Os cordões de acessibilidade ajudam a identificar pessoas que podem precisar de apoio, prioridade no atendimento ou mais compreensão no dia a dia, mesmo quando essa necessidade não é visível à primeira vista. Eles são ferramentas importantes para promover inclusão, respeito e mais consciência em espaços públicos e privados.

Em uma sociedade que ainda associa deficiência apenas ao que pode ser visto, esses símbolos ajudam a ampliar o entendimento sobre diferentes necessidades. Mais do que um acessório, os cordões funcionam como um sinal de que aquela pessoa pode precisar de um atendimento mais adequado, mais tempo ou uma abordagem mais acolhedora.

O que é o Cordão de Girassol?

O Cordão de Girassol é usado para identificar pessoas com deficiências ocultas, ou seja, deficiências, condições ou situações que não são percebidas de forma imediata. No Brasil, esse símbolo foi reconhecido nacionalmente pela Lei Federal nº 14.624, de 17 de julho de 2023.

Entre os casos em que ele pode ser utilizado, estão:

  • Transtorno do Espectro Autista (TEA)
  • Transtorno do Déficit de Atenção com Hiperatividade (TDAH)
  • deficiências auditivas ou visuais não aparentes
  • epilepsia
  • demência
  • esquizofrenia
  • doenças crônicas, como fibromialgia, esclerose múltipla e Doença de Crohn

O uso do cordão sinaliza, de forma discreta, que a pessoa pode precisar de mais apoio, paciência, compreensão ou atendimento prioritário em lugares como transporte público, aeroportos, hospitais, comércios e outros serviços.

O que significa o cordão com símbolo de quebra-cabeça?

O cordão com símbolo de quebra-cabeça é amplamente associado à conscientização sobre o Transtorno do Espectro Autista. Ele pode indicar que a pessoa Autista talvez precise de apoio em determinadas situações, atendimento prioritário ou mais compreensão em ambientes com muitos estímulos.

Seu uso contribui para tornar as interações mais respeitosas e acolhedoras, além de ajudar a reduzir julgamentos apressados em situações do cotidiano.

Cordões de acessibilidade não são privilégios

Eles ajudam a garantir direitos que já existem e contribuem para que o atendimento seja mais adequado às necessidades de cada pessoa.

Na prática, eles também ajudam a evitar constrangimentos, diminuem julgamentos e tornam os ambientes mais preparados para acolher diferentes realidades.

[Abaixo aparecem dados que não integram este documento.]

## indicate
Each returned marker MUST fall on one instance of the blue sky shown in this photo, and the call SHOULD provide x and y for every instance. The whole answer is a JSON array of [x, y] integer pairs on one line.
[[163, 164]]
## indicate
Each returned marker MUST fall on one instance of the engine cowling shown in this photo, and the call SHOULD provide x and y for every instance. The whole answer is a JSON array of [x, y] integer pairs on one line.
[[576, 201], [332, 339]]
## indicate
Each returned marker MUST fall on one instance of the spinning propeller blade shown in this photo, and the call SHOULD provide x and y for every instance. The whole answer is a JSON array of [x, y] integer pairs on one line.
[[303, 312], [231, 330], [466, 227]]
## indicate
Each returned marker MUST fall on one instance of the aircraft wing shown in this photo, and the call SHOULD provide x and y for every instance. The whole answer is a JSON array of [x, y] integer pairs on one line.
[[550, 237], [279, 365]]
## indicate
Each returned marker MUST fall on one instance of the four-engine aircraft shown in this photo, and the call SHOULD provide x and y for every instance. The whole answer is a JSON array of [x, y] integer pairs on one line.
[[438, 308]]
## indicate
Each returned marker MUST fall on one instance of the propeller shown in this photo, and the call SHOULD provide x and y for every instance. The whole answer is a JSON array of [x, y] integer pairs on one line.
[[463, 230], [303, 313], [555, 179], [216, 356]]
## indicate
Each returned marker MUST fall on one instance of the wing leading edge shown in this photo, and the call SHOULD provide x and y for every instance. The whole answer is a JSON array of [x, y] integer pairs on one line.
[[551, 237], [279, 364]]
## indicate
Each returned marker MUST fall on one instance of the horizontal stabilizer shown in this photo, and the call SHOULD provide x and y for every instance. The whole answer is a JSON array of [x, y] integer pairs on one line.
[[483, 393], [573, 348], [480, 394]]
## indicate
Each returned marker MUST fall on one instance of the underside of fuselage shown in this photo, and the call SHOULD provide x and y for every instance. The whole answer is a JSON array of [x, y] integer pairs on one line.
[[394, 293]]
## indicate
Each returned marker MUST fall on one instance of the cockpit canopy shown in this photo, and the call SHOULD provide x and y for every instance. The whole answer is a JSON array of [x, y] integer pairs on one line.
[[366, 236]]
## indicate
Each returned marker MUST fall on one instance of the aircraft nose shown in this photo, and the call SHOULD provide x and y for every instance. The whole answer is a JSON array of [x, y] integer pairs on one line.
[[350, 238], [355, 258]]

É uma forma simples, mas muito importante, de tornar a convivência mais respeitosa para todos.

Diagnóstico também é um passo importante para garantir direitos

Quando há sinais de Deficiência Intelectual, Transtorno do Espectro Autista (TEA) ou Doenças Raras, buscar avaliação especializada faz toda a diferença. O diagnóstico precoce pode facilitar o acesso a direitos, orientar os cuidados necessários e contribuir para mais qualidade de vida para a pessoa e sua família.

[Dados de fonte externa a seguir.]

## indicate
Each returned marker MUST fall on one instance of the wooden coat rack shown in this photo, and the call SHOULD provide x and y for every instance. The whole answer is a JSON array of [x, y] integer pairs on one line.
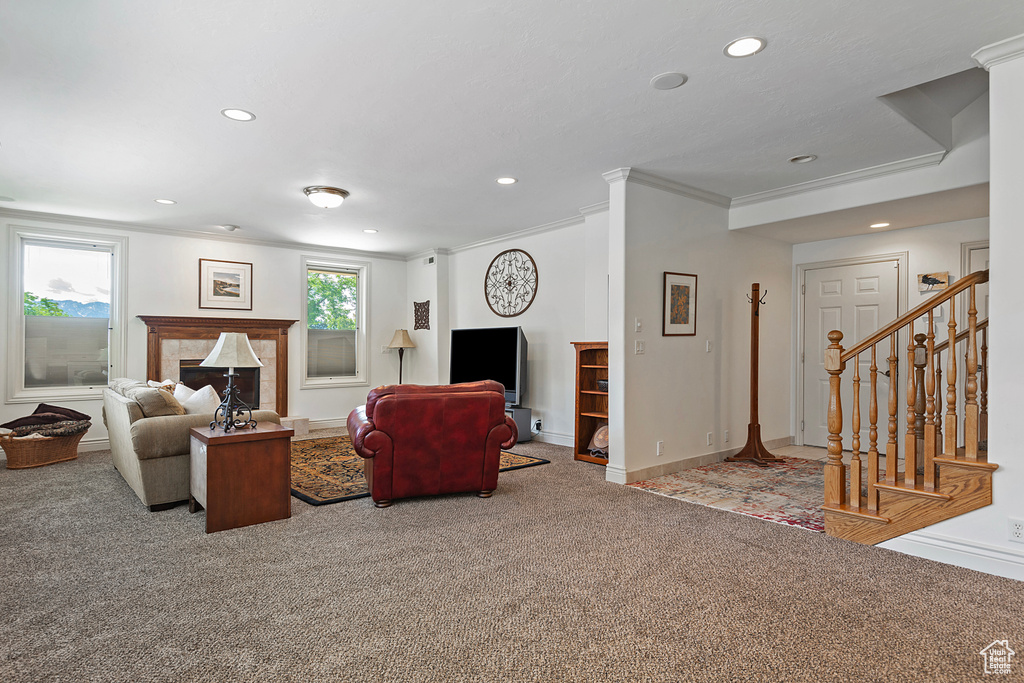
[[755, 452]]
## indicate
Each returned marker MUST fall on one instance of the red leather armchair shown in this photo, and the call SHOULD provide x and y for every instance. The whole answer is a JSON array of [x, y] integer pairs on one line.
[[425, 440]]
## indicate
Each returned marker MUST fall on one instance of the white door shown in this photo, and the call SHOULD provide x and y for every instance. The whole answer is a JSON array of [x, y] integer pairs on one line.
[[856, 300]]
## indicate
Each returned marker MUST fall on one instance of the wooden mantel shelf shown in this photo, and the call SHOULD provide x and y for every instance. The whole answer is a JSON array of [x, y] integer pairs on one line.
[[177, 327]]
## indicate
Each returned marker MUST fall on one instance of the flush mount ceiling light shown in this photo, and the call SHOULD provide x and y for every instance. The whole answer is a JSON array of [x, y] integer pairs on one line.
[[239, 115], [668, 81], [744, 47], [326, 198]]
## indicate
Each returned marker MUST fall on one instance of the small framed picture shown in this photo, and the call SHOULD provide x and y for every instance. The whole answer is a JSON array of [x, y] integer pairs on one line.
[[679, 307], [931, 282], [225, 285]]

O Instituto Jô Clemente (IJC) atua no diagnóstico de Deficiência Intelectual, Transtorno do Espectro Autista (TEA) e Doenças Raras, com avaliações especializadas, equipe multidisciplinar e atendimento humanizado.

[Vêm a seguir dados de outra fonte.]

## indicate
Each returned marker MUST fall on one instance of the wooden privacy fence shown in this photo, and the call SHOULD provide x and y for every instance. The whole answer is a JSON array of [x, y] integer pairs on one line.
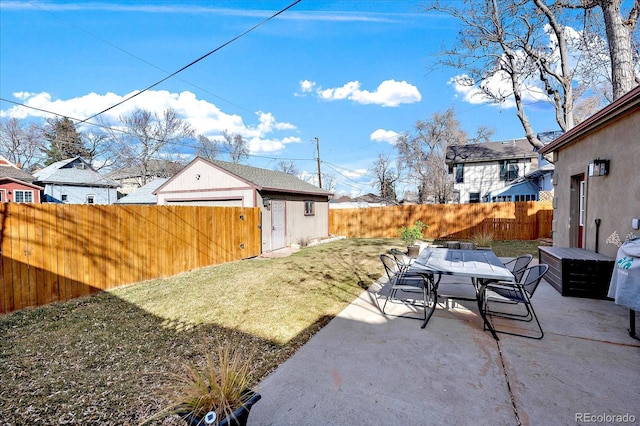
[[54, 252], [505, 221]]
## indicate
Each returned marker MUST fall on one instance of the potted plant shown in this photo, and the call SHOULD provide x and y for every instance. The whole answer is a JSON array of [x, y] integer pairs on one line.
[[409, 234], [216, 393], [483, 240]]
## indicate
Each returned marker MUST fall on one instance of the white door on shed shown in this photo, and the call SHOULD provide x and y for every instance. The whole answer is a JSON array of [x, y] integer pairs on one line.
[[277, 224]]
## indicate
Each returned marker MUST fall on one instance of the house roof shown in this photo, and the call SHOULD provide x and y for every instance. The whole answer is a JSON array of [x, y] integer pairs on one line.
[[144, 194], [73, 171], [629, 103], [162, 168], [524, 187], [490, 151], [267, 180], [21, 182], [10, 170]]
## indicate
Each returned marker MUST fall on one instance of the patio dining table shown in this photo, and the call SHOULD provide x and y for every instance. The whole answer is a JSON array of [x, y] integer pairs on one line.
[[482, 266]]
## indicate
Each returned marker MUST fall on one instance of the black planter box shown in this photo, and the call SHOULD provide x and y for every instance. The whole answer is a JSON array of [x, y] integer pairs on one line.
[[238, 418], [577, 272]]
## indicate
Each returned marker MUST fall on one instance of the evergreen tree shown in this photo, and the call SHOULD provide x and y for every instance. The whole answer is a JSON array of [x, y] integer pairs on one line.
[[64, 140]]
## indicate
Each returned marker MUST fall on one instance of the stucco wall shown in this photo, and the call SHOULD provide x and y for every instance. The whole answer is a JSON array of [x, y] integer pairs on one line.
[[614, 199]]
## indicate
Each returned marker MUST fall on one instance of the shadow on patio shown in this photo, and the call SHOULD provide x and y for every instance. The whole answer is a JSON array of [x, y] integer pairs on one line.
[[365, 368]]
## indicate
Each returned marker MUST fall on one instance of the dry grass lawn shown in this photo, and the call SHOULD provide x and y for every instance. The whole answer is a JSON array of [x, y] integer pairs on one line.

Falar sobre cordões de acessibilidade é falar sobre respeito. Quando a sociedade entende o significado desses símbolos, fica mais fácil construir espaços mais inclusivos, humanos e preparados para acolher as necessidades de cada pessoa.

Informação também é acessibilidade. E quanto mais gente souber disso, menor fica a distância entre o direito e o cuidado de verdade.